St. Paul isn’t the first U.S. city to pay slavery reparations. Leaders are learning from Evanston, Illinois, the home of Northwestern University, which just tackled the issue this past summer by issuing their first reparation payments, but Crews believes there is a tangible energy in St. Paul around it now. Even though reparations aren’t a new idea, he says the conditions are ripe for it to finally gain traction. After the death of George Floyd in May 2020, Crews says there has been more talk in Minnesota’s local and state government about reparations. 

“America has had its knee on our neck for a long time. Only this time, it was on film,” Crews said. 

As with any resolution of this size, many details need to be ironed out before the Black residents of St. Paul receive any form of money. Crews’ committee is still debating what this will look like. In the beginning phase of the work, Crews and his committee members sent out surveys to residents looking for community feedback on how reparations should be handled.

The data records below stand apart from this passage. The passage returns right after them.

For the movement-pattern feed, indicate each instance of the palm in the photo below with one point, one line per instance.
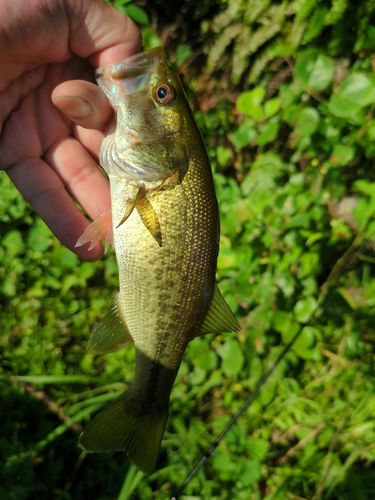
(36, 125)
(50, 158)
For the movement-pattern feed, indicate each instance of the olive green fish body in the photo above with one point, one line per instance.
(166, 232)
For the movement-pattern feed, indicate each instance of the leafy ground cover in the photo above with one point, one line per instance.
(292, 155)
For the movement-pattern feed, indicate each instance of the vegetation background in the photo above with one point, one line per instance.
(284, 94)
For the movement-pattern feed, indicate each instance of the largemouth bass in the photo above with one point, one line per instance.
(165, 226)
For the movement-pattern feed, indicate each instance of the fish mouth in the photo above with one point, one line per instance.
(133, 66)
(138, 137)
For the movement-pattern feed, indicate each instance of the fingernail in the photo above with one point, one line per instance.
(75, 107)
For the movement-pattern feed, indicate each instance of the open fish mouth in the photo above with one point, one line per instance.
(133, 65)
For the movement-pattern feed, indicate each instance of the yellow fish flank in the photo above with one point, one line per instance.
(165, 228)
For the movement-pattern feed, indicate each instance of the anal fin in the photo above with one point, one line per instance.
(219, 317)
(112, 333)
(120, 427)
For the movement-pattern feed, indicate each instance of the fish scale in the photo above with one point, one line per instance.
(165, 234)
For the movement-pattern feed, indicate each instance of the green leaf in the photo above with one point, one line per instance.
(232, 356)
(358, 88)
(244, 135)
(307, 121)
(13, 243)
(268, 132)
(314, 70)
(342, 107)
(136, 13)
(304, 309)
(249, 103)
(271, 107)
(342, 154)
(223, 155)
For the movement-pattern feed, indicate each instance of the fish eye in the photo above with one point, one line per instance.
(164, 93)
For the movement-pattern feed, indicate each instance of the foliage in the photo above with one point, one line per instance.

They also went to every Black-owned business in St. Paul to ask for face-to-face responses about how reparations should be instituted in order to drive the best benefit. Using all of this information, the Reparations Legislative Advisory Committee created a report outlining the laws and scope that the permanent commission will have. Crews plans to sit on this board as well, saying he wants to see the whole process through to the end. 

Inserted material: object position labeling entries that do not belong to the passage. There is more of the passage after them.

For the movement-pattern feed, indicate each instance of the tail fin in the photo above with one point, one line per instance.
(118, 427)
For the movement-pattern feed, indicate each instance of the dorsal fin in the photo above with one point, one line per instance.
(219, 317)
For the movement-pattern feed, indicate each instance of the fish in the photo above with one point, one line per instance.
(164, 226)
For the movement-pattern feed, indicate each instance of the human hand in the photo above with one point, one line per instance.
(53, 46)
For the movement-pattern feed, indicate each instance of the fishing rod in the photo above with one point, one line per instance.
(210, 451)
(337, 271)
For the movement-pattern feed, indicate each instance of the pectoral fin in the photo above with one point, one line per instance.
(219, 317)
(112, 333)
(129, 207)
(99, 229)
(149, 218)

The committee presented its report to the city council Feb. 17. It passed unanimously. 

Crews says the funding is already there – at least at the federal level. He points to the trillions of dollars of stimulus packages that were paid to those unemployed during the height of the COVID-19 pandemic. In the Minnesota state government, there’s a projected surplus of $9.25 billion. Some of this money could also be allocated to reparations, he said. 

At Bethel, inside the Cultural Connection Center, Ford and Bunker talk of the possibilities of the St. Paul Recovery Act. Reparations could look like more scholarship opportunities for people who share their skin color. It could take the form of cash payments. It could be a turning point for righting wrongs, or it could be another empty promise that fizzles out through bureaucracy. While Crews and Prince fight actively for this inside the government, Bunker and Ford think of what change could mean on Bethel’s campus. 

“This doesn’t just affect one person or a group of people. It affects everyone,” Ford said. “ I feel like it’s really important for people to know about but also to really care about.”